2) The new reduced price: 100% - 10% = 90%, so 90% x $1.32 = $1.19.

CHALLENGE 8: The price of bread was $1.90 per loaf. It went up 10%. A month later the price went down 10%. What was the latest price?

A ratio compares one amount to another. It may be expressed in words, 1 piece of pie to six pieces of pie, or with a ratio sign, 1:6, or as a common fraction, 1/6.

EXAMPLE 1: There are 30 children in Mr. Green's class, 18 are girls and 12 are boys. What is the ratio of the number of boys to the whole class?

The ratio of boys to the whole class is 12 to 30. We can show this as the common fraction 12/30.

CHALLENGE 1: If you cut a pie into 4 pieces and eat one piece, what is the ratio of the piece eaten to the pieces in the whole pie shown as a common fraction?

CHALLENGE 2: The Browns have 4 grandchildren; 2 are boys and 2 are girls. What is the ratio of boys to all of the grandchildren shown as a common fraction?

EXAMPLE 2: In the Brown's community, 100 babies were born during the year; 50 were boys and 50 were girls. Among the Brown's grandchildren is the ratio of boys to the total the same as the ratio in the community?
A ratio of 2 to 4 or 2/4 can be reduced to 1/2, and this is the same as 50 to 100 or 50/100 that can also be reduced to 1/2.

Now get this: Two equal ratios are a proportion. We can say that the ratio of the number of boy babies to the total Brown grandchildren is proportionate to the ratio of boy babies to the total babies in their community, 2:4::50:100.

CHALLENGE 3: Are 1/3 and 2/6 proportionate fractions?

CHALLENGE 4: Jan had a 4-inch by 6-inch picture enlarged to 8 inches by 12 inches. Is the ratio of height to width of the two pictures proportionate?

EXAMPLE 3: Let's go back to the Brown's 4 grandchildren of which 2 are boys. What percent of the children are boys?
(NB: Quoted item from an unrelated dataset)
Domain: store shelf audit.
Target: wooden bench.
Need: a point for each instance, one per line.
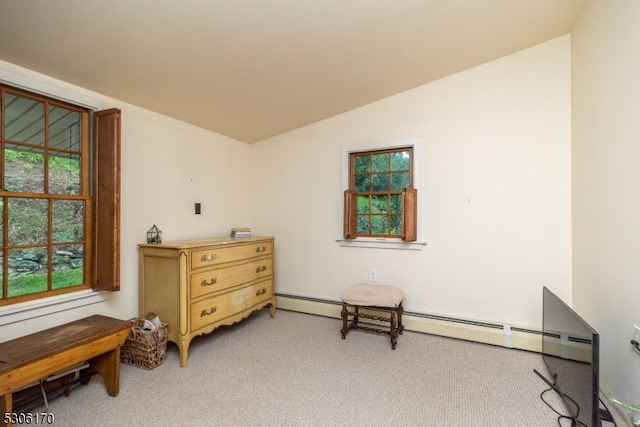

You learned that a common fraction is ratio. We found that the ratio of boys to the total is 2/4. Now get ready for this: Percent is a proportion. A proportion is two equal ratios.
As another way to compute the percent, we can set up an equal ratio in which the numerator is the unknown percent rate and the denominator is 100.
2 is to 4 or 2/4 is equal to the ratio of the percent rate (R) to 100:
2/4 = R/100
You solve for R so put it on the left side: R/100 = 2/4
To solve for R, we must get R by itself on the left side of the equation. To do so, multiply both sides by 100 in order to cancel out the 100 on the left side. The slash (/) means the same as the division sign (÷).
R x 100 / 100 = 2 x 100 / 4
Notice that 100/100 = 1 or in other words the 100s on the left side cancel out.
Rate = 200 / 4 = 50%

CHALLENGE 5: There are 10 beans in a bottle, 5 are black. What is the ratio of black beans to the total? What is the percent of black beans? Set up a proportion and solve for the rate.